Avez-vous créé des objets vous-même ?
Avec des copains, on est allé à IKEA. On a pris des meubles en photo, puis on est allé sur Chat3D pour les transformer. On a regardé si ça allait dans notre salon. On ne les a pas imprimé parce qu’un meuble dans une imprimante 3D, c’est un peu gros ! Mais on connaît, par exemple, des passionnés de Star Wars qui font des captures d’écran d’un de leurs personnages favoris, les mettent dans Chat3D et les impriment pour faire des figurines. C’est un convertisseur d’idée. Sur la version grand public, il y a une barre, comme sur Google, dans laquelle on peut taper des choses précises. Par exemple, si quelqu’un fait un échiquier, il peut demander que son cavalier porte un chapeau, que sa crinière soit rouge ou plus fournie.

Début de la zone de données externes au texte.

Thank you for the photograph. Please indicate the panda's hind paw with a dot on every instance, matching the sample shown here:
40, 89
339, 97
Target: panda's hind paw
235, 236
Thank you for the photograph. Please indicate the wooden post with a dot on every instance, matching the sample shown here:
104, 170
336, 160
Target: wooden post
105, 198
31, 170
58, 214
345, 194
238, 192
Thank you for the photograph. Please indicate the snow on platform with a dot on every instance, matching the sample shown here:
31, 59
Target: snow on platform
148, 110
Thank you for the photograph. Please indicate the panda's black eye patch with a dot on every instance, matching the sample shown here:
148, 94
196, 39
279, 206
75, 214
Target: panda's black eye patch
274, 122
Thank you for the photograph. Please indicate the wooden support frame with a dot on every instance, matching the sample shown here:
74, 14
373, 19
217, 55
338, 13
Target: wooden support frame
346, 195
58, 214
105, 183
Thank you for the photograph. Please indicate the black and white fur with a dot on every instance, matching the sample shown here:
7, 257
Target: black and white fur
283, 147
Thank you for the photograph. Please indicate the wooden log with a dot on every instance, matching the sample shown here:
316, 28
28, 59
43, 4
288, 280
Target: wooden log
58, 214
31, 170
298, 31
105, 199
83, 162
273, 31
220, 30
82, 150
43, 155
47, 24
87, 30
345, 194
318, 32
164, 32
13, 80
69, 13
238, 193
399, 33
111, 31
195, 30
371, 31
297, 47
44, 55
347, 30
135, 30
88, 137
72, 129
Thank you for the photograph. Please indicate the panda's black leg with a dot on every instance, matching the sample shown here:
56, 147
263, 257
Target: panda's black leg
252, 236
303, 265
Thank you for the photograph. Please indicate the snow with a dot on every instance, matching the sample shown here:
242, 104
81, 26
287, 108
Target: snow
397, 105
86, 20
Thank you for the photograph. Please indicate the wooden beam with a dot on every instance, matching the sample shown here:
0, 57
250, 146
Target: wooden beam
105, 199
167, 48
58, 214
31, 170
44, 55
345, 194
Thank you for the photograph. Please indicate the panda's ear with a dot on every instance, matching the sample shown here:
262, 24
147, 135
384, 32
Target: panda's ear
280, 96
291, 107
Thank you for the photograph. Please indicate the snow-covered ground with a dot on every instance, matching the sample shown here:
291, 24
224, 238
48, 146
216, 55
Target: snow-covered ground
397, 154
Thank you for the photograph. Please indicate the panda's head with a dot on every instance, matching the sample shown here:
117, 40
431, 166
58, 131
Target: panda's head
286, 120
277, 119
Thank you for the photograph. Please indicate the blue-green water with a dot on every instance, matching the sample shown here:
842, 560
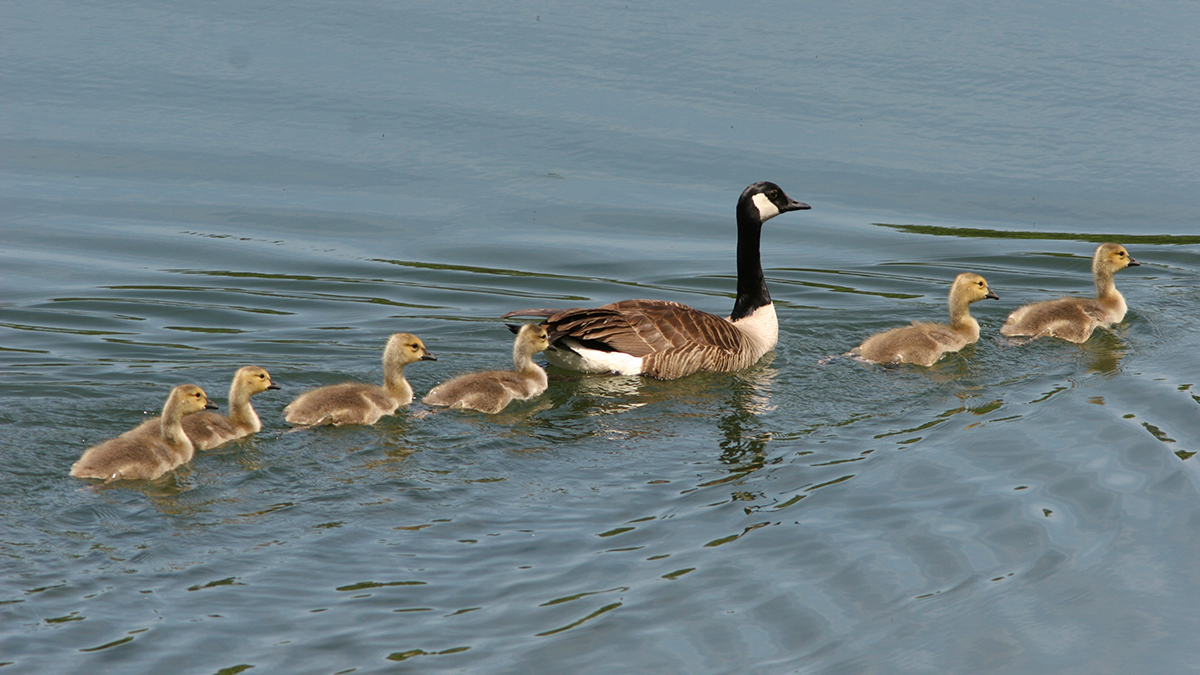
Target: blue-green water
191, 187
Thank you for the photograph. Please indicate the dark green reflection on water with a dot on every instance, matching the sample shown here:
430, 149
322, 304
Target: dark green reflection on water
972, 232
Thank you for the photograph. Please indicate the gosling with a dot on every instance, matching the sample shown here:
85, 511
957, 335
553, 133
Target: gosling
923, 344
492, 390
211, 429
150, 449
1075, 318
354, 402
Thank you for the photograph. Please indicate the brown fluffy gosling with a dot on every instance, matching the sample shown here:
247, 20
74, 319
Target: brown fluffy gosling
211, 429
923, 344
1075, 318
492, 390
151, 449
355, 402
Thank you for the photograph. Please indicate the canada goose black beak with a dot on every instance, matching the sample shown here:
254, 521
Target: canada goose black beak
793, 205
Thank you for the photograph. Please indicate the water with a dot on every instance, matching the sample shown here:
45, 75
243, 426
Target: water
187, 189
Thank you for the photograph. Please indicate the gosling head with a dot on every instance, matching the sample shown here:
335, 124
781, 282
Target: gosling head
191, 398
767, 201
1111, 257
405, 348
256, 378
973, 287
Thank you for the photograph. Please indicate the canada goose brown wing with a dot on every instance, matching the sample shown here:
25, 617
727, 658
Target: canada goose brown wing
640, 327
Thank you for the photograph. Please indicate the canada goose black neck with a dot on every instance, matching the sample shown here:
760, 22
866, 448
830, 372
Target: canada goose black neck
753, 211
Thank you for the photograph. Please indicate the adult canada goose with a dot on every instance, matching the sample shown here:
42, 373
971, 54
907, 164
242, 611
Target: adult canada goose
355, 402
1074, 318
667, 340
211, 429
150, 449
923, 344
491, 390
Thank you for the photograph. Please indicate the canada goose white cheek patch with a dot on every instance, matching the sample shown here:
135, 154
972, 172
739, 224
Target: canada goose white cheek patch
767, 209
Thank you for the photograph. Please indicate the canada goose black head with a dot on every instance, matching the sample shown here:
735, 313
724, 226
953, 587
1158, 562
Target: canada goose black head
765, 201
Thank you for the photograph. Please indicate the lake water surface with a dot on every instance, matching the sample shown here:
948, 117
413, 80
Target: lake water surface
190, 187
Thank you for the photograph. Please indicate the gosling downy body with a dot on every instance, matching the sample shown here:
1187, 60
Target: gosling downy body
669, 340
211, 429
1075, 318
354, 402
923, 344
150, 449
492, 390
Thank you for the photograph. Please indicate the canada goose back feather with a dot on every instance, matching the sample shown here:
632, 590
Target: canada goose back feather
210, 429
150, 449
1075, 318
492, 390
923, 344
354, 402
669, 340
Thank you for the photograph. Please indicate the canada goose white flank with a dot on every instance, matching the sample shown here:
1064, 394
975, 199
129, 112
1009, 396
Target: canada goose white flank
1075, 318
211, 429
150, 449
354, 402
491, 390
922, 342
667, 340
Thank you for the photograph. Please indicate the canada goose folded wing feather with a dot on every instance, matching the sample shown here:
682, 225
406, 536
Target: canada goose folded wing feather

Les modifications sont intégrées de manière dynamique. Comme si une personne dessinait et intégrait vos retouches. Parmi nos clients, nous avons une célèbre marque de luxe. Grâce à nous, ils peuvent faire des petites esquisses de flacons sur du papier, les mettre dans le logiciel, puis transformer ce dessin avec un style plus fantastique. En deux minutes, ce flacon en 3D est créé sur l’ordinateur. Puis ils transfèrent ça à l’imprimante 3D qui produit un premier prototype. Et ils l’ont dans leur main. Ils gagnent des heures, même des journées sur ce processus. On a fait des tests dans des écoles où des enfants font des dessins à la main et sortent un objet, quelques minutes plus tard. C’est assez magique !
Quand est-ce que la version grand public sera disponible ?
La version publique est en cours de déploiement dès aujourd’hui. La version finale sera en ligne ce mardi 7 octobre au matin. Il s’agira d’une version simplifiée par rapport à l’édition professionnelle, conçue pour être plus intuitive. Elle permettra par exemple de générer un modèle 3D en deux minutes à partir d’une image ou d’une description textuelle.
Vous venez d’annoncer avoir levé trois millions d’euros. Auprès de qui et à quoi vont-ils servir ?
Nous avons levé trois millions d’euros auprès de Mesh Ventures, Campus Fund et Innov’Alpes. Ces fonds vont principalement soutenir notre développement commercial dans les prochains mois, afin d’ouvrir notre technologie au grand public et d’explorer notamment le marché de l’industrie. Une grande partie sera également dédiée à la recherche et au développement, pour accélérer la sortie de nouvelles fonctionnalités et améliorer encore les performances de notre technologie.